Zum Tag der Kranken am 1. März

«pfarrblatt»: Barbara Kückelmann, was bedeutet Ihnen der Tag der Kranken, der jährlich begangen wird?
Barbara Kückelmann: Ehrlich gesagt, es ist ein etwas zwiespältiges Gefühl, das mich befällt – wie bei allen speziellen «Tagen» im Jahreslauf wie Frauentag, Muttertag, Welternährungstag. Was soll so ein «Tag der ...» bewirken? Was wird erreicht, wenn wir einmal im Jahr an eine bestimmte Personengruppe denken? Was nutzt es den Kranken, wenn wir sie nur einmal im Jahr in den Mittelpunkt stellen? Eine Gefahr sehe ich darin, so einen «Tag» zu einer Alibiübung verkommen zu lassen, wie wir das etwa beim Muttertag beobachten.
Auf der anderen Seite lese ich auf der Homepage des gemeinnützigen Vereins «Tag der Kranken», dass es darum geht
• gute Beziehungen zwischen Gesunden und Kranken zu fördern;
• an die Pflichten von Gesunden gegenüber Kranken zu erinnern;
• das Verständnis für die Bedürfnisse der Kranken zu fördern und
• die Tätigkeit all jener anzuerkennen, die sich beruflich oder privat für Patienten einsetzen.
Mit diesen Zielen kann ich mich gut identifizieren. Es sind in weitestem Sinn diakonische Ziele.

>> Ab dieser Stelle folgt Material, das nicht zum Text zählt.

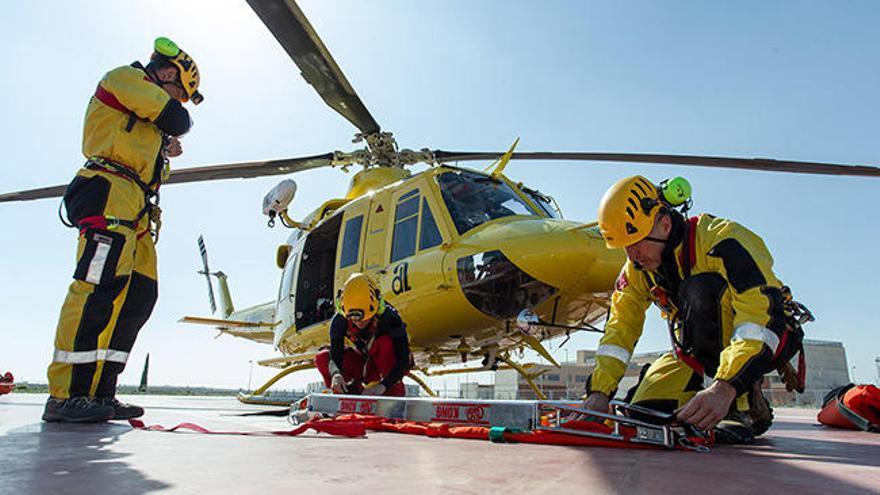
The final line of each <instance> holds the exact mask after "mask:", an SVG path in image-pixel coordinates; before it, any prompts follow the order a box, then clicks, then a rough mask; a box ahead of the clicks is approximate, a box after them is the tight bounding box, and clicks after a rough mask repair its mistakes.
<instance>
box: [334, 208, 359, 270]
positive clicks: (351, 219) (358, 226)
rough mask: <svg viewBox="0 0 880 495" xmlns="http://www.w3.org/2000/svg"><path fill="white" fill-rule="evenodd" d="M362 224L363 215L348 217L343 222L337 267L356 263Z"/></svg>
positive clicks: (351, 264) (358, 251)
mask: <svg viewBox="0 0 880 495" xmlns="http://www.w3.org/2000/svg"><path fill="white" fill-rule="evenodd" d="M363 225H364V216H363V215H358V216H356V217H354V218H350V219H349V220H348V221H347V222H345V233H344V234H343V237H342V254H341V255H340V256H339V268H345V267H347V266H351V265H353V264H355V263H357V258H358V253H359V252H360V247H361V229H362V228H363Z"/></svg>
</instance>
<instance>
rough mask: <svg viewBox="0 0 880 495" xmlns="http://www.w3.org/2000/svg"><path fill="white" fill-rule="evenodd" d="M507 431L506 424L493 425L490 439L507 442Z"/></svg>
mask: <svg viewBox="0 0 880 495" xmlns="http://www.w3.org/2000/svg"><path fill="white" fill-rule="evenodd" d="M506 431H507V427H506V426H493V427H491V428H489V441H490V442H492V443H505V440H504V432H506Z"/></svg>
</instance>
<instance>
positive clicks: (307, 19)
mask: <svg viewBox="0 0 880 495" xmlns="http://www.w3.org/2000/svg"><path fill="white" fill-rule="evenodd" d="M248 4H250V6H251V8H252V9H253V10H254V12H256V13H257V16H259V17H260V20H261V21H263V24H265V25H266V27H267V28H269V31H271V32H272V35H273V36H275V39H276V40H278V43H280V44H281V46H282V47H283V48H284V50H285V51H286V52H287V54H288V55H290V58H292V59H293V61H294V62H295V63H296V65H297V66H298V67H299V69H300V70H301V71H302V72H301V74H302V76H303V79H305V80H306V82H308V83H309V84H311V85H312V86H313V87H314V88H315V91H317V92H318V94H319V95H321V98H323V99H324V101H325V102H326V103H327V104H328V105H330V107H331V108H332V109H334V110H336V111H337V112H339V114H340V115H342V116H343V117H345V118H346V119H348V121H349V122H351V123H352V124H354V125H355V127H357V128H358V129H360V130H361V132H363V133H365V134H373V133H376V132H379V124H377V123H376V120H375V119H373V116H372V115H370V112H369V111H368V110H367V108H366V107H365V106H364V104H363V102H361V99H360V98H359V97H358V95H357V93H355V92H354V88H352V87H351V84H349V83H348V80H347V79H346V78H345V75H344V74H343V73H342V70H341V69H340V68H339V66H338V65H336V61H334V60H333V57H332V56H331V55H330V52H329V51H327V47H325V46H324V43H323V42H322V41H321V38H319V37H318V34H317V33H316V32H315V30H314V28H312V25H311V24H310V23H309V21H308V19H306V16H305V15H304V14H303V12H302V10H300V8H299V6H298V5H297V4H296V2H294V1H293V0H248Z"/></svg>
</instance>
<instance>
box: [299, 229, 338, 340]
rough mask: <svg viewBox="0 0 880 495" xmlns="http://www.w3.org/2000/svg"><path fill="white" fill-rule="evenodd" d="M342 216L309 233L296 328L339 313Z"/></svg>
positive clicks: (301, 256) (302, 326)
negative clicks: (333, 285)
mask: <svg viewBox="0 0 880 495" xmlns="http://www.w3.org/2000/svg"><path fill="white" fill-rule="evenodd" d="M341 226H342V215H341V214H336V215H333V216H332V217H330V218H328V219H327V220H324V221H323V222H322V223H321V224H320V225H318V227H316V228H315V229H314V230H312V231H311V232H309V233H308V235H306V239H305V242H304V243H303V248H302V253H301V254H300V262H299V270H298V271H297V274H296V298H295V299H294V302H295V304H296V313H295V317H296V328H297V329H298V330H302V329H304V328H306V327H309V326H311V325H314V324H315V323H320V322H322V321H324V320H328V319H330V318H331V317H332V316H333V313H334V312H335V306H334V304H333V297H334V295H333V275H334V273H335V271H336V270H335V268H336V251H337V249H336V248H337V245H338V241H339V230H340V228H341Z"/></svg>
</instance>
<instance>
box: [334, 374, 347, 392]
mask: <svg viewBox="0 0 880 495" xmlns="http://www.w3.org/2000/svg"><path fill="white" fill-rule="evenodd" d="M330 389H331V390H333V393H334V394H344V393H345V392H346V390H345V378H343V376H342V373H333V376H332V377H331V378H330Z"/></svg>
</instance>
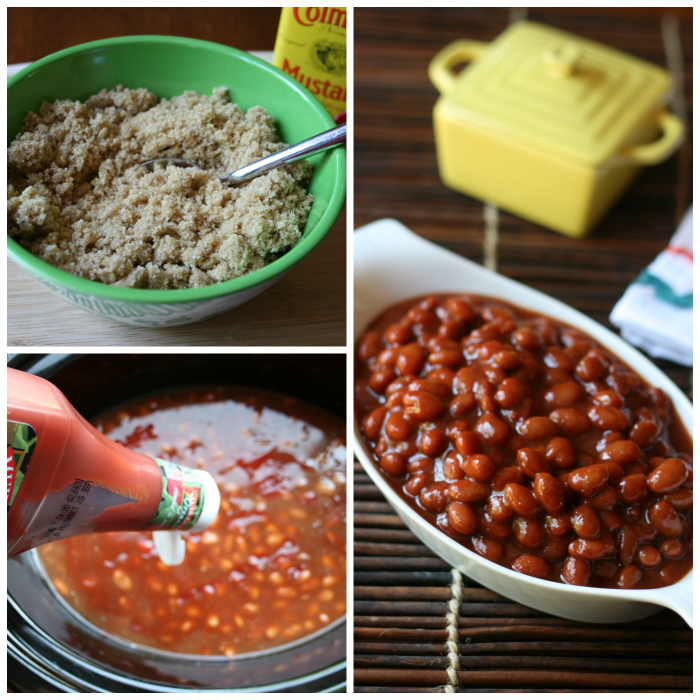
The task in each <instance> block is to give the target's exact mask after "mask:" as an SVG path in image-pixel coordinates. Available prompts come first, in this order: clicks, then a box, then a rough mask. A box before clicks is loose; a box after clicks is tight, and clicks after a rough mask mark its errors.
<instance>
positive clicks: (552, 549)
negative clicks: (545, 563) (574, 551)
mask: <svg viewBox="0 0 700 700" xmlns="http://www.w3.org/2000/svg"><path fill="white" fill-rule="evenodd" d="M540 555H541V556H542V558H543V559H546V560H547V561H563V560H564V559H566V557H568V556H569V542H568V540H565V539H563V540H557V539H552V538H549V539H547V541H546V544H545V545H544V547H543V548H542V549H541V550H540Z"/></svg>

Jährlich finden zum «Tag der Kranken» in Pfarreien und Kirchgemeinden Gottesdienste statt. Die Bischöfe veröffentlichen eigene Botschaften für diesen Tag. Was soll damit erreicht werden?
Der «Tag der Kranken», jeweils am ersten Märzsonntag, ist kein eigentlich kirchlicher Feiertag. Er geht zurück auf die Initiative der Tuberkulose-Ärztin Marthe Nicati, es gibt ihn seit über 75 Jahren, und er wird von einem gemeinnützigen Verein getragen. Die Kirchen machen mit, weil sie in ihrer seelsorgerlichen und diakonischen Arbeit ähnliche Ziele verfolgen: diejenigen ins Zentrum zu rücken und sichtbar zu machen, die allzu oft an den Rand gedrängt oder übersehen werden, Beziehungen zwischen Starken und Schwachen zu stärken, das Engagement so vieler anzuerkennen, auch dafür zu sensibilisieren, wo ich als vermeintlich Starke schwach bin, bedürftig, abhängig. Und umgekehrt: wie viel Kraft in der Schwäche liegen kann.

Die katholische Kirche Region Bern bietet – zusammen mit der reformierten Kirche und der Seelsorge am Inselspital – seit dem letzten Jahr eine eigene ökumenische Segensfeier unter dem Titel «behütet und getröstet» an. Auch wieder an diesem 1. März. Was wollen diese Feiern?
Diese Segensfeier ist speziell auf Kranke, Verletzte und Menschen, die ihnen nahestehen, zugeschnitten. In klaren Zeichen und wenigen Worten soll ein Raum geöffnet werden für die verschiedenen Facetten, in denen sich kranksein äussert: Vielleicht ist da eine grosse Wut über das, was passiert ist. Vielleicht stehen Angst und Sorgen im Mittelpunkt. Manche Betroffene fühlen sich hin- und hergerissen zwischen Verzweiflung und leiser Hoffnung. All das, was für Betroffene Bedeutung hat, soll gewürdigt und unter den Segen Gottes gestellt werden.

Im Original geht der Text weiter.